Why Sprint’s Case For T-Mobile Merger Is Logical But Bad For Consumers
Japanese telecom giant SoftBank owns a controlling share of Sprint and has made no attempt to hide its desire to acquire T-Mobile USA and merge the two companies into one. It’s a plan that makes sense from a business point of view, but could be a disaster for consumers.
“Without industry consolidation, for Sprint alone to become No. 1 in the U.S. is literally just a dream,” SoftBank President Masayoshi Son said in a quarterly earnings call this morning.
And he’s correct. It’s highly unlikely that Sprint, as things currently stand, could leapfrog both AT&T and Verizon to take the market leadership position without acquiring T-Mobile’s customer base.
But even then, the two entities would still not have the most wireless customers in the U.S. So all that would be accomplished is the removal of T-Mobile.
That would be one thing if T-Mobile were just another clone of the other players in the industry, but since its failed merger with AT&T in 2011, T-Mobile has shaken up the industry — from a distant fourth place, mind you — by getting rid of phone subsidies (a move that AT&T recently began to follow) and the creation of early upgrade plans (that all four competitors have since tried launched).
That doesn’t mean that T-Mobile is a good wireless provider; customers tell Consumerist that the T-Mobile network is still slower and has more coverage gaps than what they’ve experienced with the other providers.

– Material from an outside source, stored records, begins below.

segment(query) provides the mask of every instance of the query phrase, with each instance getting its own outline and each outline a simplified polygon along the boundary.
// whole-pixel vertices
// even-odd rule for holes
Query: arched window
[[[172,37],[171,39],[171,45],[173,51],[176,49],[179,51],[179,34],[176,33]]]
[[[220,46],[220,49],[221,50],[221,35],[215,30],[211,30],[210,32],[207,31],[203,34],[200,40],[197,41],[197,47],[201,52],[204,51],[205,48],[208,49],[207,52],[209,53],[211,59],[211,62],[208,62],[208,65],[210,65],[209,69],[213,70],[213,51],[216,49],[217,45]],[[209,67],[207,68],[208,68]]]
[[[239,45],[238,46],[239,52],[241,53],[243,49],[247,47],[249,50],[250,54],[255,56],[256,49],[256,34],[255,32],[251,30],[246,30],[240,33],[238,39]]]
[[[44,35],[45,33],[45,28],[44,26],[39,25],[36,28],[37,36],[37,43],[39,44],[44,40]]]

But the company’s disruptive presence in the marketplace can not be denied, and the fact that a fourth-place competitor can exert this much influence over much larger competitors demonstrates how desperately this industry needs to keep its last shred of open competition.

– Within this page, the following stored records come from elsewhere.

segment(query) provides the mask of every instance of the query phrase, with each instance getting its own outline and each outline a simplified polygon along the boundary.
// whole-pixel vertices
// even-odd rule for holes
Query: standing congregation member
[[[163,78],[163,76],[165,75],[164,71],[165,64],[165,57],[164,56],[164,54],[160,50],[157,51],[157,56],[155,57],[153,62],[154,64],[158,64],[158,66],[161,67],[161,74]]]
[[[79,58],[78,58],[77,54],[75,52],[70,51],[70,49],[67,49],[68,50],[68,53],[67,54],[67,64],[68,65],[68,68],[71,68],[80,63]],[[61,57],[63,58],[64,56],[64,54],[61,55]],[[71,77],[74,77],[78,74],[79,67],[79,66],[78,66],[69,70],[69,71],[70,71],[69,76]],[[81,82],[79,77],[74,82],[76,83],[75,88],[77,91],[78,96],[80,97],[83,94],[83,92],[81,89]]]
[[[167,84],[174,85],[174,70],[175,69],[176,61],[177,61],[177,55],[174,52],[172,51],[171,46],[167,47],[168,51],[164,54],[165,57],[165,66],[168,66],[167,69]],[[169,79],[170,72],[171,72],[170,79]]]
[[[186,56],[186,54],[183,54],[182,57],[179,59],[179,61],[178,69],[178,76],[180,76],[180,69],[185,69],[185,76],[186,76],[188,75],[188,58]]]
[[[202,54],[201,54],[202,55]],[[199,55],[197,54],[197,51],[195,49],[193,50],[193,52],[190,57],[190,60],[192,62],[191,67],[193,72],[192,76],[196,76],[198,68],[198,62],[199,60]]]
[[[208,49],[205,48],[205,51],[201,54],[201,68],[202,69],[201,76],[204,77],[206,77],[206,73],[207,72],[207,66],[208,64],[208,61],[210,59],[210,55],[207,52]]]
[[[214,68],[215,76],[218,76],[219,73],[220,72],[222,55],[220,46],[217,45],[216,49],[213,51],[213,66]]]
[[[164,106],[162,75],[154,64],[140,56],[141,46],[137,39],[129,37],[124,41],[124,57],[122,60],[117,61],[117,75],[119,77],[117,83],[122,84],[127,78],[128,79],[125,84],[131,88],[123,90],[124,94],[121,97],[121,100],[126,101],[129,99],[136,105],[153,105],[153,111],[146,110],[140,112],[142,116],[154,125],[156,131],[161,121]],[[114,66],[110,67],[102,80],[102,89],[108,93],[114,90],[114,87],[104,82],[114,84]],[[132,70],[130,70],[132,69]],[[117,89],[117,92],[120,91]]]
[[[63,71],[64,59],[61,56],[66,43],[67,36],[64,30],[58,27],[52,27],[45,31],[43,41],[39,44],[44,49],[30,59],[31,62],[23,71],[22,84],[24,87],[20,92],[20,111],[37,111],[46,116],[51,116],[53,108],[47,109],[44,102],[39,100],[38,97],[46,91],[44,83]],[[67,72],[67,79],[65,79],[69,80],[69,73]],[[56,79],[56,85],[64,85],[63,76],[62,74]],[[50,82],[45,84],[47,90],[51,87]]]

Son contends that a larger Sprint would actually be a good thing for consumers.
“I’m not content for Sprint to remain No. 3 because if we could grow bigger, we will offer aggressive discounts and services, just like we did in Japan,” he explained.
A merged Sprint/T-Mobile would have to offer up these discounts and services because so much money will have been invested in the acquisition that the company would need to do anything to cut away at AT&T and Verizon’s market share.
But the fact is that simply offering cheaper service isn’t going to cut it. If it did, T-Mobile and Sprint would be the top two players in U.S. wireless, as they both offer plans that are significantly less expensive than what the current leaders sell.
It would also require a huge investment in network infrastructure to play catch up to the bigger players, much more than the $16 billion pledged by SoftBank over the next two years. Let’s not forget that the T-Mobile and Sprint networks are not compatible, meaning that customers with single-band phones would not enjoy the benefits of a combined network, and that the company would need to spend even more to make this change. Heck, Sprint is just now finishing up the winding down of the ancient Nextel network it acquired nine years ago.
The question then would be how long a combined Sprint/T-Mobile could hope to offer deep discounts and make large capital investments in its network (not to mention the massive marketing effort that would be required to convince the public to switch to Sprint)? And what happens if Sprint does become the #1 or 2 wireless provider — do the prices go up to the point where the company earns back its investment?
There is also the prospect that a merger could backfire in glorious fashion, driving millions of disgruntled T-Mobile into the more expensive arms of AT&T and Verizon, if only out of spite. Thus, SoftBank would have spent billions to acquire not that many customers, leaving the company in a tenuous third-place position.
In 2011, Sprint CEO Dan Hesse was an outspoken critic of the proposed AT&T/T-Mobile merger, saying that the deal needed to be blocked so that “wireless competition will thrive and competition, in turn, will continue to drive investment, innovation, consumer choice, and U.S. global leadership in wireless communications.”
Guess this only applies to when other companies want to acquire T-Mobile.